Blowing America’s Mind

In Blowing America’s Mind, two Princeton alumni, John Selby ’68 and Paul Jeffrey Davids ’69, claim they were subjects of experiments conducted at the New Jersey Neuro-Psychiatric Institute (NJNPI), not far from Princeton’s campus. Selby and Davids answered a flyer that read:

N.J. Neuro-Psychiatric Institute

Subjects Needed for Deep Hypnosis Experiments

The Bureau of Research is Neurology and Psychiatry of the New Jersey Neuro-Psychiatric Institute needs subjects willing to undergo deep hypnosis. Subjects will be paid during an initial training period and then will participate in a series of experiments. You must be willing to make a long-term commitment. If accepted, you will undergo hypnosis several times a week and may make an important contribution to our understanding of human consciousness.

Since then, the NJNPI has been closed down. The NJNPI included both “incurable psychotic permanent residents” as well as a Department of Experimental Psychology. The Department was headed by the Bureau of Research in Neurology and Psychiatry Director Humphry Osmond. Osmond coined the term “psychedelics.” The Department was also led by the  head of the Section of Experimental Psychology at the Bureau, Bernard S. Aaronson. 

At the institute, LSD and hypnosis studies were being done with the purpose of “distinguishing mind-contracting experiences like schizophrenia and paranoia from mind-expanding perceptions induced by psychedelics”. Selby and Davids claim that they were unwitting subjects in MK-Ultra, although MK-Ultra had supposedly ended a few years prior.

Scene on Princeton University campus, ca. 1977. Photo from 1978 Bric-a-Brac.

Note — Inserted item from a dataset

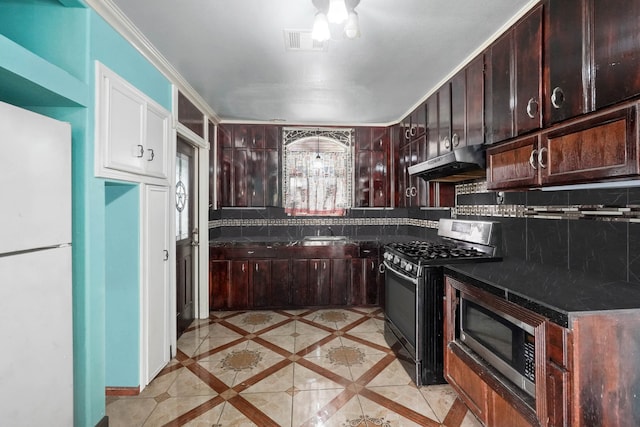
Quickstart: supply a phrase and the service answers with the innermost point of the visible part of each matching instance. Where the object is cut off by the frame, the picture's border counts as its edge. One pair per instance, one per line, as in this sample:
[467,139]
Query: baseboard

CIA Activity Governance at Princeton

According to Dennis Sullivan, who was the spokesman for the University president, “Private consulting work by faculty members is permitted within guidelines,” and nonclassified research is permitted as long as it does not interfere with teaching requirements. Sullivan said that the university made the material public as a way of setting the record and did not intend to research further into the identity of the Princeton-affiliated researchers. He also claimed that he didn’t know if the research guidelines were in effect at the time the experiments were conducted. 

Following these investigations, Princeton discussed how to regulate the CIA activity alongside a number of individuals at other institutions in Washington.

In 1978, the Faculty Advisory Committee on Policy arrived at the conclusion that a member of the Faculty was allowed to engage in and consult with any agency as long as the interaction was independent of the member’s responsibilities to the University as a Faculty member. 

Conclusion

The full extent of MK-Ultra, at Princeton University or elsewhere, may never be known. Individuals who may have been test subjects may also never have known what had happened to them. The records preserved in Special Collections are part of important efforts to ensure that incidents like these are not forgotten.

Sources:

American Civil Liberties Union Records (MC001)

Office of the Vice President for Public Affairs Records (AC217)

Papers of Princeton

Princeton University Publications Collection (AC364)

Project MKUltra, the CIA’s Program of Research in Behavioral Modification: Joint Hearing Before the Select Committee on Intelligence and the Subcommittee on Health and Scientific Research of the Committee on Human Resources, 95th Cong. (1977).

Selby, John and Paul Jeffrey Davids. Blowing America’s Mind: A True Story of Princeton, CIA Mind Control, LSD, and Zen. Reno, Nevada: Yellow Hat Productions, 2018.